Naturalmente, para celebrarse la fiesta se requería un lugar adecuado para ello, un espacio en el que el animal expresase su potencia y los hombres su destreza, mientras el público a buen resguardo, tuviese los medios necesarios para apreciar el acontecimiento. Al paso del tiempo, las normas han cambiado y con ello los ambientes en que ocurren; del mundo helénico llega la fiesta a la antigua Roma donde la afición latina por la espectacularidad la despojó de su connotación mística y la colocó junto a otras prácticas dedicadas al entretenimiento, por lo que al permitir un mayor número de espectadores y garantizarles una buena vista, se ideó la forma en principio ovalada del anfiteatro –no confundirlo con el circo que era de proporción alargada para posibilitar carreras de coches; el anfiteatro más conocido en la vieja Roma es el llamado Coliseo.
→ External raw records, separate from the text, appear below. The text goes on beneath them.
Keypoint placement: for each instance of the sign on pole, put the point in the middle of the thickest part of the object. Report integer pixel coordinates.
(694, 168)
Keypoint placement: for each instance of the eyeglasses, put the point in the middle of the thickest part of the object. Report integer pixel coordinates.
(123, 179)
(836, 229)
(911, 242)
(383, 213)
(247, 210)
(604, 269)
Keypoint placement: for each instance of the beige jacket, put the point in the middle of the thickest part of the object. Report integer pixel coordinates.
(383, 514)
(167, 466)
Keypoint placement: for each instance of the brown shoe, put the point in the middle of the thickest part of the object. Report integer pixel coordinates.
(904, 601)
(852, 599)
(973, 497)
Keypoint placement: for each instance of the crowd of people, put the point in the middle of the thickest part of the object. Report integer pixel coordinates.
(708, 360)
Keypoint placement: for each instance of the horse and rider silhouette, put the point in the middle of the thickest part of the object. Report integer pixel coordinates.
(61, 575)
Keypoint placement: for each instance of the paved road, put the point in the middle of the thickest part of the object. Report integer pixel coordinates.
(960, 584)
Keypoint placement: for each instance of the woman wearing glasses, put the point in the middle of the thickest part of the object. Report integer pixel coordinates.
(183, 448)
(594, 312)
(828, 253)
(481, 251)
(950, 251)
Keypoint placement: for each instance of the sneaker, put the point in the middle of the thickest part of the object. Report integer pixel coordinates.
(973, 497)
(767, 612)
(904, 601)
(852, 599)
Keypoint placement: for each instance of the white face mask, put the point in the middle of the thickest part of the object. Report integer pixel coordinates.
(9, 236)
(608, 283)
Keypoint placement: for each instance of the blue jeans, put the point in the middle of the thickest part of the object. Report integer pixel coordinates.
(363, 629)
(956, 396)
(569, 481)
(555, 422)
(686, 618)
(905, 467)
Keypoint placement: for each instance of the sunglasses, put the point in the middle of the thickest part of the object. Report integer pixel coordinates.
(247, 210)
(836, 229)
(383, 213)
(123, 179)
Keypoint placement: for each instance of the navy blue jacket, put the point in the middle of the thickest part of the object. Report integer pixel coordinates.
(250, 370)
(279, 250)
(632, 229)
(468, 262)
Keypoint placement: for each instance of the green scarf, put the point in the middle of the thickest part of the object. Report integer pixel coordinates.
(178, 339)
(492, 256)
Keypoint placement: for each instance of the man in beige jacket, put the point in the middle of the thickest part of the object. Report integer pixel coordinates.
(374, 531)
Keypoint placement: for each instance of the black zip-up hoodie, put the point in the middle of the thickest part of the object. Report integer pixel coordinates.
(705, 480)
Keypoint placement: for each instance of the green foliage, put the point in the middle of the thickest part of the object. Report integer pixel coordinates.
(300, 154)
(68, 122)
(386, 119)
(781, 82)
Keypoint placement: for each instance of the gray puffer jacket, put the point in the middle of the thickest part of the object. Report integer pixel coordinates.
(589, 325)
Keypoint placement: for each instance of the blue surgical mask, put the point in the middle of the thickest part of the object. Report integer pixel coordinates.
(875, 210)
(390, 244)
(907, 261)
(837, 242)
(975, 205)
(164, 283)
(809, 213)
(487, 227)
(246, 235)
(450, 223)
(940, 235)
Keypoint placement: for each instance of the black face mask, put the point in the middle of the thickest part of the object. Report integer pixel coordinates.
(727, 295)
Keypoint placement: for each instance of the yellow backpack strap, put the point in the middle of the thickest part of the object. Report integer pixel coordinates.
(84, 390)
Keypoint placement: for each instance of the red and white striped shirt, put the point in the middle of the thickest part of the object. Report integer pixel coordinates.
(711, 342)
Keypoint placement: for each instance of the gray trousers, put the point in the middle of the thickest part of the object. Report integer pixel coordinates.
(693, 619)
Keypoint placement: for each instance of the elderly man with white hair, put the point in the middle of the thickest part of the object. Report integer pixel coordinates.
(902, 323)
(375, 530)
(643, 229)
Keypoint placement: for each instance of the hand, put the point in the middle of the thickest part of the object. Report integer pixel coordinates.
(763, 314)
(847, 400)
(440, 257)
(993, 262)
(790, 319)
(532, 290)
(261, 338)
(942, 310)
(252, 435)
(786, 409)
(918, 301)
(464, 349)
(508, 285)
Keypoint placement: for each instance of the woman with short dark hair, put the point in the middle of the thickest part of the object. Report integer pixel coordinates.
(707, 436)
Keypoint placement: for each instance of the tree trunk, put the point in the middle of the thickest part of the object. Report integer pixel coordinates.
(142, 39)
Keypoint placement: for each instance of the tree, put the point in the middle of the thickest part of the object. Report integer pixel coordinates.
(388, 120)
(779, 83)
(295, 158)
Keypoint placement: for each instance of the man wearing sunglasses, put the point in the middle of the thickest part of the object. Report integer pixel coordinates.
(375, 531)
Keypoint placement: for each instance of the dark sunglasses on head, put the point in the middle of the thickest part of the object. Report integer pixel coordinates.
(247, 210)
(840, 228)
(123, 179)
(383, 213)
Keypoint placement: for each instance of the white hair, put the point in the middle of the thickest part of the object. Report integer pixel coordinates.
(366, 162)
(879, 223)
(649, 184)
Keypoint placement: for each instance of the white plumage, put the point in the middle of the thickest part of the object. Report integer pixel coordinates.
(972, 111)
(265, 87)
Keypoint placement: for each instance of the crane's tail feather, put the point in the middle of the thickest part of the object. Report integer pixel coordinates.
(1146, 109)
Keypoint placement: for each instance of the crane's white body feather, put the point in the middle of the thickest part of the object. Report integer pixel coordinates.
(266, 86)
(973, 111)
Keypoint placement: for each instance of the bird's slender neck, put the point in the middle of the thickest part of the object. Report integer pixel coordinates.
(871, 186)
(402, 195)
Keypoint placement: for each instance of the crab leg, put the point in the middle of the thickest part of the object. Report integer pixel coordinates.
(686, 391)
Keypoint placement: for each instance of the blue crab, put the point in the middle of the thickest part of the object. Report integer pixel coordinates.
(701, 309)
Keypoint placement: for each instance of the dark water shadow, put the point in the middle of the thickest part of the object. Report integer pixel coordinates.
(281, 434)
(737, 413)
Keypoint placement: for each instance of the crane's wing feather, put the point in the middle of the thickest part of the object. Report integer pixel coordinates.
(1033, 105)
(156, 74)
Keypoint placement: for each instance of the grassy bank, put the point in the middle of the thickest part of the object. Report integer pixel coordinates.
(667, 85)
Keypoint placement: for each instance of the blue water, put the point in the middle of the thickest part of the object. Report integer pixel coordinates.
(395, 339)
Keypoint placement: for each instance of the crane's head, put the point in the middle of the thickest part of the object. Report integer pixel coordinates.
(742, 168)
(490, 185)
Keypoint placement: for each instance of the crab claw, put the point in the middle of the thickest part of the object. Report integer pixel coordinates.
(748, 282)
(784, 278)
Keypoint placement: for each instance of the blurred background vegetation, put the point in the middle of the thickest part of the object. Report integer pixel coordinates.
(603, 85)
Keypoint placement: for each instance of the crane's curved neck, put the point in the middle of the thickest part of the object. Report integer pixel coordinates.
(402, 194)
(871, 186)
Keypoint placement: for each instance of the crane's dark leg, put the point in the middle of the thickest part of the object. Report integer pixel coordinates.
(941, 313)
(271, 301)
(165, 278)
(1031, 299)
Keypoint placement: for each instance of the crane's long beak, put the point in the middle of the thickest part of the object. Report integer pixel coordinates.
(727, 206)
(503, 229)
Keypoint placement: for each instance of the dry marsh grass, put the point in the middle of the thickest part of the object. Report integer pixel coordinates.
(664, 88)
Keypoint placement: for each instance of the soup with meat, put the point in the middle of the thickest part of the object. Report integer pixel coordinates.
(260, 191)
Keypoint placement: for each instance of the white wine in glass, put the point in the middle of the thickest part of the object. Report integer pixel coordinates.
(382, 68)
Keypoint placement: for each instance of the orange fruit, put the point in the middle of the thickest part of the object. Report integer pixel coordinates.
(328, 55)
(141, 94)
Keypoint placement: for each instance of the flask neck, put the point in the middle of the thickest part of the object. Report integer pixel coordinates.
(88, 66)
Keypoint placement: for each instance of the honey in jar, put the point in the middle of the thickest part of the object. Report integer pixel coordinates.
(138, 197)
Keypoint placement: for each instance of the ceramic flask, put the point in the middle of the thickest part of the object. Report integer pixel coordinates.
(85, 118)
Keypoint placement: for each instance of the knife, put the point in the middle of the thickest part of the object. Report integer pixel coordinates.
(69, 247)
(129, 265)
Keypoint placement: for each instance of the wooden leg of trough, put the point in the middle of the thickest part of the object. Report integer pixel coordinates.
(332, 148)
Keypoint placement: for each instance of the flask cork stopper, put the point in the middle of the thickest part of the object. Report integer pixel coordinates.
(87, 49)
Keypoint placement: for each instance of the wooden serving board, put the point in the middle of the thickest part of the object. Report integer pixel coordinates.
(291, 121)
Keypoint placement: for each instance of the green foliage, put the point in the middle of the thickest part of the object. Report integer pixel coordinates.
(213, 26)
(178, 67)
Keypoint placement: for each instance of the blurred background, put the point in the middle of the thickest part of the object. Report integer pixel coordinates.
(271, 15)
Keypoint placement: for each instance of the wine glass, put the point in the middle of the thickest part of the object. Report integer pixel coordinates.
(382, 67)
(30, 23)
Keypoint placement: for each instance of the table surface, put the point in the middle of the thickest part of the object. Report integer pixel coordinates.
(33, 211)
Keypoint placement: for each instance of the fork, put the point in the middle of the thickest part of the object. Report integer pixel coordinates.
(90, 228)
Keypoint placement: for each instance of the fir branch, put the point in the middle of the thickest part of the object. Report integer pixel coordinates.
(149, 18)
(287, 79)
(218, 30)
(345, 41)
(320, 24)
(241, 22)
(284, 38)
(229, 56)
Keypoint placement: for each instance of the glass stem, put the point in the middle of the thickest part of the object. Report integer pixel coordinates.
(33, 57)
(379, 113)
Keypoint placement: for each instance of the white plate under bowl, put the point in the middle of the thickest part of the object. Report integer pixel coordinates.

En cosos así a lo largo del Imperio se llevaban a cabo luchas de gladiadores, peleas de animales y toda clase de celebraciones violentas de las que variantes más disciplinadas fueron decantándose en las justas medievales entre las que las corridas de toros formaron parte también del programa. En principio el matador de toros era el montado a caballo hasta ganar preeminencia el matador de a pie, mas ello ocurre hasta tiempos recientes.
Aún puede verse la variación de las suertes taurinas de transición en los óleos de Francisco de Goya como el cuadro Suerte de varas, de 1824, relativos a la tauromaquia. Se logra percibir en esos trazos de los dibujos magistrales algo de los espacios en los cuales transcurría la acción, donde lo mismo figuran cosos bien construidos como algunos de factura temporal incluso precaria. Tal vez la plaza de toros más antigua sea la de Nimes en Francia, pues es un antiguo anfiteatro romano en uso como coso taurino desde 1863. Las más recientes en España incluso poseen elementos tecnológicos similares a los que presentan estadios deportivos de vanguardia como cubiertas retráctiles, sin embargo, ello despoja aún más a la tauromaquia de sus rasgos filosóficos ancestrales donde la oposición de circunstancias como el Logos y el Kháos, vida y muerte, sol y sombra son reflejados en la constitución de los edificios tradicionales.
En nuestro país las corridas de toros llegaron con la Conquista y la posterior colonización hispánica del territorio novohispano. Eran celebraciones, según registra la historia, muy apreciadas. Con cada fiesta religiosa se llevan a cabo corridas en tablados temporales ubicados cerca de parroquias y capillas, principalmente. En la consagración de la parroquia dedicada a la Virgen de la Asunción, hoy la Catedral, han quedado registradas esas corridas que además se repitieron en cada fiesta anual de la virgen, hasta que como en el resto de la nación, una vez que se accedió a la independencia, el tinte de recepción realizada al amparo de la fiesta religiosa –los seriales taurinos más importantes hasta la fecha se efectúan al amparo de algún santo como San Marcos, San Isidro o San Fermín– fue debilitándose y las plazas fueron consolidándose en su fábrica, si bien existen algunas temporales muy famosas como La Petatera en Villa de Álvarez, Colima.
A fines del siglo XIX, en Aguascalientes tenía fama la Plaza El Buen Gusto que desapareció dejando su terreno para edificar el famoso salón de baile Los Globos, que a su vez también cedió el lugar a un estacionamiento. No lejos de ahí, sobre la calle Eduardo J. Correa, se construyó a raíz de una desavenencia entre el hacendado y empresario José Dosamantes y el dueño del mencionado inmueble la Plaza de Toros San Marcos, que según la anécdota fue concluida en 48 días.
Datada en 1896, es un conjunto con una fachada ecléctica que articula la redondez de la gradería con el paramento recto de la calle. Son característicos sus dos sobrios arcos escarzanos rematados por redondo óculo. Finca discreta para su contexto, es, sin embargo, un referente de la forma de ser y de pensar de la <gente buena> de Aguascalientes, infaltable en nuestra tradicional Feria de San Marcos, y que aún tiene una larga historia que contar.